See seven and 36. Do we need to all be Amish and live off the grid? I think not!

44. Alcohol makes me forget. It can make me forget that I am married, that I am saved and so on.

See five, six, 11, 15, 16, 20-23, 25, 28, 30-32, and 40. Consuming alcohol in moderation does not cause forgetfulness. 

45. “I don’t get drunk. I only have one or two drinks.” If they didn’t affect you, you would drink soda.

The question is not whether indulging in alcohol affects you, but whether the volume and type negatively affects you. If there is no negative affect (which there won’t be, when consumed in moderation), feel free to enjoy.

46. I should never look to the glass or bottle for joy, which can only be found in the Lord Jesus Christ.

Alcohol should definitely not take the place of joy found in Christ, but God doesn’t expect us to stop finding joy in other things. Why did Jesus change water into wine at a wedding, if not for people to find joy in celebrating with it?

47. Alcohol fills my mind with impure thoughts.

See 39. Things tempt some people more voraciously than other people. I am nearly impervious to peer pressure. I was encouraged to drink <21 by more people than I can count, at more parties than I can count, but never did. I have peers that struggle to obey the law with even one friend encouraging them to drink. You cannot project your temptations on other people.

48. If it could hinder my faith walk or love walk or dishonor the lordship of Jesus Christ, I need to forsake it.

See seven, 36, and 43. This can be applied to nearly anything. If it hinders your faith, and causes you to dishonor God, then you should avoid it. Other people may not have similar experiences, and should thus not be expected to avoid the same things as you.

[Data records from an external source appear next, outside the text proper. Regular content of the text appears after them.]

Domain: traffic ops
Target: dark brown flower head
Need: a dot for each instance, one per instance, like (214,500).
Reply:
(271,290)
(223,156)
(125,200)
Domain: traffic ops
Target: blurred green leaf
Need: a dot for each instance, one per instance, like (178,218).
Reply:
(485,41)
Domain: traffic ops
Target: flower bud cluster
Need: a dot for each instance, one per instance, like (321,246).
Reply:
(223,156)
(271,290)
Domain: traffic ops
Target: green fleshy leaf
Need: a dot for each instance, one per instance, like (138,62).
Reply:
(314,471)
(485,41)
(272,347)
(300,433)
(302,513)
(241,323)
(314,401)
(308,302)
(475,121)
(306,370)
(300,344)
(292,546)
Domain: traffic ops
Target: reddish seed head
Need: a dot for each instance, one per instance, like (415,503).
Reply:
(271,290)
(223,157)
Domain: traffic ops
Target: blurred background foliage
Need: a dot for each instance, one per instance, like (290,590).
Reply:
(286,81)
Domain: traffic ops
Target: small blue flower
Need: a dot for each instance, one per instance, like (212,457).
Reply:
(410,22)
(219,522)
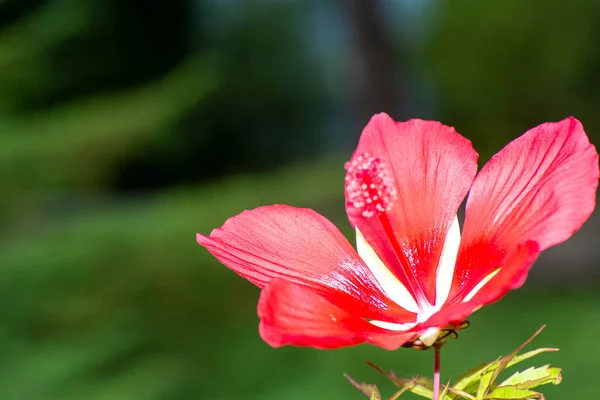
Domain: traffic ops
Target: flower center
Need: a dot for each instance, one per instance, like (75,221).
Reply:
(369,186)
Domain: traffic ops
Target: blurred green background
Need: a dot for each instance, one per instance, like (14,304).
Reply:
(126,126)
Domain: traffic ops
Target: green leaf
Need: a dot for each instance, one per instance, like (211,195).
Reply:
(482,378)
(513,393)
(534,377)
(404,389)
(507,359)
(529,354)
(369,390)
(418,385)
(470,380)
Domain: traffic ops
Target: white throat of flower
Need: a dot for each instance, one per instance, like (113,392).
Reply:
(398,293)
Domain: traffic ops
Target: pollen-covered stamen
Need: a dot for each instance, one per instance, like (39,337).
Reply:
(369,186)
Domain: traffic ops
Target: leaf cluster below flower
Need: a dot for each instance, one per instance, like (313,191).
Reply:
(479,383)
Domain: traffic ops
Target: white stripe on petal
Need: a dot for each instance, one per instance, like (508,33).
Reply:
(392,326)
(445,270)
(478,287)
(391,286)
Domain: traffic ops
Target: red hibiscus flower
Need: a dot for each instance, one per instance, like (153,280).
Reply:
(413,272)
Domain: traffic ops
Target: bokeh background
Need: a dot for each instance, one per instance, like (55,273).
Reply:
(126,126)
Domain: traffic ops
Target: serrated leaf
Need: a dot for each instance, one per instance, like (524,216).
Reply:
(534,377)
(419,385)
(470,381)
(529,354)
(369,390)
(507,359)
(513,393)
(485,383)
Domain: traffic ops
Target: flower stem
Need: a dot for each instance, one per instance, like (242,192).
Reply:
(436,372)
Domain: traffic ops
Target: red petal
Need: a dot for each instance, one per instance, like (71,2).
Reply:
(511,275)
(291,314)
(541,187)
(300,246)
(404,185)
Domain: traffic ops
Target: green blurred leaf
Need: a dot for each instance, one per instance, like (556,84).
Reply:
(369,390)
(513,393)
(534,377)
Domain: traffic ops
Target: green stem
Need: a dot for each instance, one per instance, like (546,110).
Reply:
(436,372)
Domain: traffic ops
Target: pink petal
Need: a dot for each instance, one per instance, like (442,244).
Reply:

49. Alcohol doesn’t help me run the race that Jesus has marked before me to finish with more accuracy. It does the polar opposite.

See seven, 36, 43, and 48. Your specific struggle cannot be projected on everyone else.

50. For any argument that tries to justify Christian drinking, there are at least 50 other reasons not to. The writing is on the wall. It’s not God’s best for Christians to drink.

This is flawed reasoning. “Because my previous assertions [50 reasons to avoid alcohol] are true, my previous assertion [not God’s best for Christians to drink] is true.”